Le dernier baromètre du Citepa confirme une tendance encourageante : les émissions de gaz à effet de serre du secteur industriel et de la construction ont reculé de plus de 4 % au premier semestre 2025. Sur le deuxième trimestre, la baisse atteint 10 %, tirée par la métallurgie, la chimie et les matériaux de construction. Derrière ces chiffres, il y a des changements concrets : équipements modernisés, process allégés, recours accru à des matériaux bas carbone. Sur le terrain, de nombreuses entreprises ont dû adapter leurs méthodes, parfois contraintes par les nouvelles réglementations, souvent par souci d’efficacité énergétique et de compétitivité. Les chantiers intègrent désormais des bilans carbone, des études thermiques et des diagnostics environnementaux avant chaque phase de transformation. Ces démarches permettent de mesurer, prévoir et limiter les impacts dès la conception du projet.
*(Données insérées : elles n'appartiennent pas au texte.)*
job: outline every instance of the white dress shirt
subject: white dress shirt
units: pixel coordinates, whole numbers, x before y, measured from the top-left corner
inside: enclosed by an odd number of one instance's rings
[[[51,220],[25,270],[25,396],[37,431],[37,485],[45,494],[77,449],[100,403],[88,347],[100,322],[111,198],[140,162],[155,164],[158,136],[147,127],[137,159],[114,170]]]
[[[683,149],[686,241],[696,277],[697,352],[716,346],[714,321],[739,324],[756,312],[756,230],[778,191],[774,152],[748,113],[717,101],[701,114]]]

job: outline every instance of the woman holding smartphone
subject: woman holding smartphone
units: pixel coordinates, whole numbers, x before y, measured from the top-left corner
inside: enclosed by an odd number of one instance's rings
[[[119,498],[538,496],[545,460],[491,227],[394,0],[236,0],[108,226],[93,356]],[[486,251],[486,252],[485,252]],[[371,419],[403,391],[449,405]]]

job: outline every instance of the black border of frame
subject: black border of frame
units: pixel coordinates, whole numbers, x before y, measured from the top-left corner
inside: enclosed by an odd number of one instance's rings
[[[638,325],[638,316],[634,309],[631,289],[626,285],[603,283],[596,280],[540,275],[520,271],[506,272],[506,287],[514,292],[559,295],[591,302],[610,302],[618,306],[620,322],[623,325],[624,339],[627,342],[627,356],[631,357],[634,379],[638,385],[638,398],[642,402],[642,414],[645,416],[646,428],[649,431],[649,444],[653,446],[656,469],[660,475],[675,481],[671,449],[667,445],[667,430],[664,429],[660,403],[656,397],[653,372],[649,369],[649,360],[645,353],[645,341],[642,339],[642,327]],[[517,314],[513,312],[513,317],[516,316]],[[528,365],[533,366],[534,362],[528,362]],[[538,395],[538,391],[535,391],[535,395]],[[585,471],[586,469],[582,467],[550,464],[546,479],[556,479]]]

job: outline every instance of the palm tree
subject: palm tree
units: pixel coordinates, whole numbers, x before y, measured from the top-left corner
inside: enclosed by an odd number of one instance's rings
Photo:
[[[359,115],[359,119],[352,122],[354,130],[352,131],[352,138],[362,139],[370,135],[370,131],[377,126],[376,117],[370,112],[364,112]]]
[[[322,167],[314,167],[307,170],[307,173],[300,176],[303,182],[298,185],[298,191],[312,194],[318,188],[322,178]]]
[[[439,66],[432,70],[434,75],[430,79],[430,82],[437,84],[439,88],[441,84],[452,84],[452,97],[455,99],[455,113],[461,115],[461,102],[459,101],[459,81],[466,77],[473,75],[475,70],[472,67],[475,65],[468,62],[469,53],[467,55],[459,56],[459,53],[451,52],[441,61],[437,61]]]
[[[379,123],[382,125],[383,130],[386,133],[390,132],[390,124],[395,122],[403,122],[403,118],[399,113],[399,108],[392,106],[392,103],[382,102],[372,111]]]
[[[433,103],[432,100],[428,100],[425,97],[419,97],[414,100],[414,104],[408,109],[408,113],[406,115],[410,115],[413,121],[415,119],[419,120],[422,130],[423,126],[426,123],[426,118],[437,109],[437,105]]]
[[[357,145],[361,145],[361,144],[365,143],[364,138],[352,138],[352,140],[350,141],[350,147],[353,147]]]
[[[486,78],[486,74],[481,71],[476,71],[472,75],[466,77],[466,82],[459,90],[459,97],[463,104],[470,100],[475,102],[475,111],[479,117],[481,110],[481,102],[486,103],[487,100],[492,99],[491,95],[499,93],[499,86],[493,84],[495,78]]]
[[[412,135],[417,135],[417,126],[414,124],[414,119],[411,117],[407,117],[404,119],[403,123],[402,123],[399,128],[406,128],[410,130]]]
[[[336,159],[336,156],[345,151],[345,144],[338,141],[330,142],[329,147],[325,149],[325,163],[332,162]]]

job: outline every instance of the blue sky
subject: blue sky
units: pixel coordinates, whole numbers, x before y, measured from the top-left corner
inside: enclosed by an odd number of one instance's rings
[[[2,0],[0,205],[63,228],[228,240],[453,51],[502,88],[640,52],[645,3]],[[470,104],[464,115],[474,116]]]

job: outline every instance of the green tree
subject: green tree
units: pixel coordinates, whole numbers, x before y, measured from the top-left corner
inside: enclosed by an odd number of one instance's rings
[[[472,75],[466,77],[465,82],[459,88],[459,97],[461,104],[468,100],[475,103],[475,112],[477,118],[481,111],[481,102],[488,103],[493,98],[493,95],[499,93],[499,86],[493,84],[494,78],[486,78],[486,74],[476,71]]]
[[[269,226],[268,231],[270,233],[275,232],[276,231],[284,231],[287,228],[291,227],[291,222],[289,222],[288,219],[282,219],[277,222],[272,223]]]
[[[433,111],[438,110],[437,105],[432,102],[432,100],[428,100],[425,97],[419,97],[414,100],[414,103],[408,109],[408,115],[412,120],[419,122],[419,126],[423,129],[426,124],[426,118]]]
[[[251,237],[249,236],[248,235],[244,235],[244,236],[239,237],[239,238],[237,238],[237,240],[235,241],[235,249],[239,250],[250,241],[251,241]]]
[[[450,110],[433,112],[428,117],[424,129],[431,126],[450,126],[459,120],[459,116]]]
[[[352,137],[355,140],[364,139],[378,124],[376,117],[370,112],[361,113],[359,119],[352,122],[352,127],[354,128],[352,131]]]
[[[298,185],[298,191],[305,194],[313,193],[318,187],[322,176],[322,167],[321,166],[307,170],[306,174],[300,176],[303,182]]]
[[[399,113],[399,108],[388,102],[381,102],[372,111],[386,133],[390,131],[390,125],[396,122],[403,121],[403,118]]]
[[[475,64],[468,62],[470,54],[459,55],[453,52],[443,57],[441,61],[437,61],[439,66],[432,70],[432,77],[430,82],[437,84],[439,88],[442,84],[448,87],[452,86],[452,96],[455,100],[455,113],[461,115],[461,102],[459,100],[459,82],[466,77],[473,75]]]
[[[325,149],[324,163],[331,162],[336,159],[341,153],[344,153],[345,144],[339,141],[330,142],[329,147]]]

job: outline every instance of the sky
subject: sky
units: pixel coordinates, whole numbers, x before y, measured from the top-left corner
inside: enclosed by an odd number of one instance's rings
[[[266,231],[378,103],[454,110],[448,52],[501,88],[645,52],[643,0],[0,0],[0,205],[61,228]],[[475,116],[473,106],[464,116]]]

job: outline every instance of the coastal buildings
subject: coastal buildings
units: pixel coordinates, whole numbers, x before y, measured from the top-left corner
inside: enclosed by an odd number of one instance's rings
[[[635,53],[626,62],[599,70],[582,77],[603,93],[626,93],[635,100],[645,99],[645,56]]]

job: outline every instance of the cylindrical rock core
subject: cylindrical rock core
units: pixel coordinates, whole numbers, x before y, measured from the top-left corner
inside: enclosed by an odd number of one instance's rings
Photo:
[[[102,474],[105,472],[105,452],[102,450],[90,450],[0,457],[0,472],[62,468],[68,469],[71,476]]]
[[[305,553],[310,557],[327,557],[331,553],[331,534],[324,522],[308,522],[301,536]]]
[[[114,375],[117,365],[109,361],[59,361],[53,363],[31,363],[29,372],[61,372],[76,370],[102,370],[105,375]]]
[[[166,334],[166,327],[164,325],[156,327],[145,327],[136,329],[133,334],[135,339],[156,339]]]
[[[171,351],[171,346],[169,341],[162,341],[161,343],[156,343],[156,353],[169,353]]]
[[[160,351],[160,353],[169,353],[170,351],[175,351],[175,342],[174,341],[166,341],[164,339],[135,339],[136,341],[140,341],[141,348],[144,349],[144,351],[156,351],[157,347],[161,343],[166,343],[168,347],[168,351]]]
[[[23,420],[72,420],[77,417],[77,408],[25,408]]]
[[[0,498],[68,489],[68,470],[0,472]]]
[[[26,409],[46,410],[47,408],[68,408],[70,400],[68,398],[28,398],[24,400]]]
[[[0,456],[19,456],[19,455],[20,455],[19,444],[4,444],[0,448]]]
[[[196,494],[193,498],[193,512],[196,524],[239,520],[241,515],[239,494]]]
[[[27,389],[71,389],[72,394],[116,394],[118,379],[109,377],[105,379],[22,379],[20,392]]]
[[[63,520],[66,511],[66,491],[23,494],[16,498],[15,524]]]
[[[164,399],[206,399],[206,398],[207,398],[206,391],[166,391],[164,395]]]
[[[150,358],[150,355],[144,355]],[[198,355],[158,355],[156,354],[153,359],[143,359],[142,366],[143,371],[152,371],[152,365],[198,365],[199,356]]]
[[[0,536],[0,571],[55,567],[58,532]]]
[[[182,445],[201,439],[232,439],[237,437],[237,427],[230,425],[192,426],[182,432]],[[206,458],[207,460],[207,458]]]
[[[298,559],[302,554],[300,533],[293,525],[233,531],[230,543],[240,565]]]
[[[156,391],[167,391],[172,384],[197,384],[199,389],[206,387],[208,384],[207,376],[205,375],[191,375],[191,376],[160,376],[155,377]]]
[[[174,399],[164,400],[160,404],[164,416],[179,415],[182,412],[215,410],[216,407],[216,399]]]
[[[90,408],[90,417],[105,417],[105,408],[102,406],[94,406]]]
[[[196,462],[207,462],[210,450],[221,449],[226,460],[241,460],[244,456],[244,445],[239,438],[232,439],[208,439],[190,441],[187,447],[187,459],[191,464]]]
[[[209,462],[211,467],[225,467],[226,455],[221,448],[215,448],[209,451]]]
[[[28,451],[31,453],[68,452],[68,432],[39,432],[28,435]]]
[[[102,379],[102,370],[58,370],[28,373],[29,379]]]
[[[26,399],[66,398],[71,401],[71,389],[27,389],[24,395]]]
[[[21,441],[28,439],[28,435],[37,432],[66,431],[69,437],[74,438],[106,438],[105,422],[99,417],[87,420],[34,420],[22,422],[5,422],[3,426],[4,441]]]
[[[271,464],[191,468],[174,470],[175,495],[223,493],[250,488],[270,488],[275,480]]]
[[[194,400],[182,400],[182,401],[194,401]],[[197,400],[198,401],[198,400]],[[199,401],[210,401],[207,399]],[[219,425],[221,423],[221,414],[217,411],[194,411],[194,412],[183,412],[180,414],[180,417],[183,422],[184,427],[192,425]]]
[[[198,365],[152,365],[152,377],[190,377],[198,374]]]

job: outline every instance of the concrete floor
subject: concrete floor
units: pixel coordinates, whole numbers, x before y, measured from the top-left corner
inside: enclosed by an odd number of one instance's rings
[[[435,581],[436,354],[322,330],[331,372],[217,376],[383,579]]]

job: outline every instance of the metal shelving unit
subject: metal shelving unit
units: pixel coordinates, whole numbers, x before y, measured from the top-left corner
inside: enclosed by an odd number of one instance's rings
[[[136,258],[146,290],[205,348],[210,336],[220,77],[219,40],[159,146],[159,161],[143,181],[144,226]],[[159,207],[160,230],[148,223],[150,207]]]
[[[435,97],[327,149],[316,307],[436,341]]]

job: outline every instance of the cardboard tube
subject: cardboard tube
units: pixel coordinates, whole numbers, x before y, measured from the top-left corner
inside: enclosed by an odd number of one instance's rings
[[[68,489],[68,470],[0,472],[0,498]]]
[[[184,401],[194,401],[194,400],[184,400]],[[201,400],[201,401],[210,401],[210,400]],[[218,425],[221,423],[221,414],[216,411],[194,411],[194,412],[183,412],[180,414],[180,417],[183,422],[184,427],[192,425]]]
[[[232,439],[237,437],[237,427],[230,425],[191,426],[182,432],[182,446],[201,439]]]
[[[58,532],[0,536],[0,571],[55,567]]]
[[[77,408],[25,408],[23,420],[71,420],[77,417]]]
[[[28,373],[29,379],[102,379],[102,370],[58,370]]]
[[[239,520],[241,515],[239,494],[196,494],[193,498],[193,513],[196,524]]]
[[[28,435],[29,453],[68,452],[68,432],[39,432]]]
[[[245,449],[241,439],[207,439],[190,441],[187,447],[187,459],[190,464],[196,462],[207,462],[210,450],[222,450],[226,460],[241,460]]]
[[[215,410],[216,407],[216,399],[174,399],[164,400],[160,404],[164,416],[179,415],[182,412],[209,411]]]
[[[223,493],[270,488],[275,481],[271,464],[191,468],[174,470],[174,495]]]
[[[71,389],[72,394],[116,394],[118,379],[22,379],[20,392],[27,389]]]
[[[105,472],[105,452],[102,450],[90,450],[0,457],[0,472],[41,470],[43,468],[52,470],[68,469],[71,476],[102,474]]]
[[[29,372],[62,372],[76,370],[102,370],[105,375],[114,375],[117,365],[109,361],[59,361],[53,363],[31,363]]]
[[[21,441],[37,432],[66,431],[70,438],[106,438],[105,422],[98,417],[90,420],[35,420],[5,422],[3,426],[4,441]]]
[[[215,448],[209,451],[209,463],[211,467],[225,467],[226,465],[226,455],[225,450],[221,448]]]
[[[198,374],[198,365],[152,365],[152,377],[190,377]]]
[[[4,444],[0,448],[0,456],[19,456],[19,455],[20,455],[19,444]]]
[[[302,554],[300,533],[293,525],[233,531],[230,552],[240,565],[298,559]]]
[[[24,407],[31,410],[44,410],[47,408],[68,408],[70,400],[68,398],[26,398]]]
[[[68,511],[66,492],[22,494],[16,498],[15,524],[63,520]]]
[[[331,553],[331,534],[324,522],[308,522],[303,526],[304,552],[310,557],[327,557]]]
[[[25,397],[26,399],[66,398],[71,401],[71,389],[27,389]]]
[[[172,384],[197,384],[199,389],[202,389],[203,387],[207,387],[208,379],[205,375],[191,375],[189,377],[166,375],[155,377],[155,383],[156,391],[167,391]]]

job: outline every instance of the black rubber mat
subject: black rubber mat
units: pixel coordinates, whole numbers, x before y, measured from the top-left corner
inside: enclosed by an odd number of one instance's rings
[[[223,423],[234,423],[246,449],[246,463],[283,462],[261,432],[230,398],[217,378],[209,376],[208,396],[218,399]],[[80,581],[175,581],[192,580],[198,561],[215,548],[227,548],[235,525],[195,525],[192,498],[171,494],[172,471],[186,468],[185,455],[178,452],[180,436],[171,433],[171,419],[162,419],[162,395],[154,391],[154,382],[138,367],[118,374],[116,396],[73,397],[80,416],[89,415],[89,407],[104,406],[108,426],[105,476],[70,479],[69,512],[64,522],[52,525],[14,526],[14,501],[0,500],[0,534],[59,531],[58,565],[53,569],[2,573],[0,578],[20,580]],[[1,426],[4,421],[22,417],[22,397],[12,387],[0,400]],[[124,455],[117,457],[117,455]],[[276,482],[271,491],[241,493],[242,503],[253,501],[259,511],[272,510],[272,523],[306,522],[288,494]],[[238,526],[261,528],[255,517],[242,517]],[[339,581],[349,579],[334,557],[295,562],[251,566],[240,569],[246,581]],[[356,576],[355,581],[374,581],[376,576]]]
Dans un atelier de métallurgie ou sur un site de production de matériaux, le diagnostic énergétique n’est plus une formalité administrative : c’est un outil stratégique. Les audits révèlent les pertes thermiques, identifient les postes les plus énergivores et orientent les investissements vers les actions les plus rentables. Même logique dans le bâtiment, où les diagnostics avant travaux et démolition se multiplient pour anticiper les émissions liées aux matériaux ou à la gestion des déchets. Les bureaux d’études thermiques, les diagnostiqueurs et les ingénieurs en performance énergétique collaborent désormais en amont des projets pour garantir une conformité aux normes et un résultat mesurable. Ce travail collectif se traduit par des gains réels : moins d’énergie consommée, moins de rejets de CO2 et une meilleure maîtrise des coûts.
L’obligation de réaliser un audit énergétique ou une étude thermique avant un chantier peut sembler contraignante, mais elle devient vite un levier d’optimisation. Les entreprises qui investissent dans la mesure et le suivi réduisent leur facture énergétique, améliorent leur image et sécurisent leurs marchés. Le Citepa souligne que les branches les plus encadrées — chimie, métallurgie, matériaux de construction — sont aussi celles qui enregistrent les baisses les plus marquées. Preuve que la réglementation, combinée à des pratiques concrètes sur le terrain, fonctionne. Les maîtres d’ouvrage, eux, y trouvent un nouvel équilibre entre exigence environnementale et rentabilité : les diagnostics ne freinent plus les projets, ils les orientent vers plus d’efficacité.
Le mouvement amorcé en 2025 pourrait s’amplifier avec la généralisation des obligations RE2020 et des bilans d’émissions. Les experts du diagnostic jouent déjà un rôle central dans la transformation du secteur : ils traduisent les contraintes légales en actions concrètes, accompagnent les entreprises dans leur mise en conformité et contribuent à faire de la réduction d’émissions un réflexe plutôt qu’une contrainte. En associant performance énergétique et pilotage environnemental, l’industrie et la construction démontrent qu’il est possible de concilier production, innovation et réduction des gaz à effet de serre. La baisse mesurée par le Citepa n’est pas qu’un chiffre : c’est le signe tangible d’un virage qui s’opère enfin sur le terrain.